OU Students Talk About Why They Think Learning Communities are Important
< < Back to ou-students-talk-about-why-they-think-learning-communities-are-importantATHENS, Ohio – Freshman year of college is life-changing for new students. They must move hours away to a whole new town; they know no one and no one knows them. This transition can be scary and hard on these barely-adults.
But Ohio University has a way to make their freshmen students feel more secure during their first semester.
“A learning community is where freshmen students that are all within the same major, they can come here and they learn how to be successful in transitioning to college,” Paige Mooney said, “whether that be personally, professionally, or academically.”
Mooney is a sophomore at OU and a learning community leader for sports management students, meaning that she helps teach the students and plans fun events for them.
Learning community, or LC, students take a set of linked core classes together with professors that are hand-picked by the university to help new students succeed. LC members study and work on projects together, but the most important part, Mooney and her students say, are the friendships that come out of LCs.
“I think one big reason is just making new friends,” LC student Max Meehan said. “You can’t see them, but everyone behind me is awkwardly making faces at me and those are all the people in my learning community.”
Mooney said has seen a huge change in her learning community students in the 15 weeks she has known them. She said she can tell they are more confident now than they were in August and they have adjusted well to the major change that just occurred in their lives.

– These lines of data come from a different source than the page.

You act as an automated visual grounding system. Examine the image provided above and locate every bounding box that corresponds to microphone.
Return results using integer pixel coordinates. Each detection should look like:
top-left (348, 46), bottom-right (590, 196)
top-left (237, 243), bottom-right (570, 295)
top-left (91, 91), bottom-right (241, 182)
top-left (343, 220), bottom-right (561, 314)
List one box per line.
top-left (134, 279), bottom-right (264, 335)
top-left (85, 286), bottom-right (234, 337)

“The biggest part is the transition,” Mooney said. “You go from high school where you know almost everyone, to a school with 24,000 students, you don’t know anybody. So having people that you have those similar interests with and being able to just learn more about yourself and the college, it’s really helpful.”
Mooney and her students are a close bunch, some of her students even described their little LC as “family” to them. The bonds that can come out of learning communities will last longer than just the first semester of college, Mooney said. She said she knows her students will keep in touch with her and with each other long after their LC ends.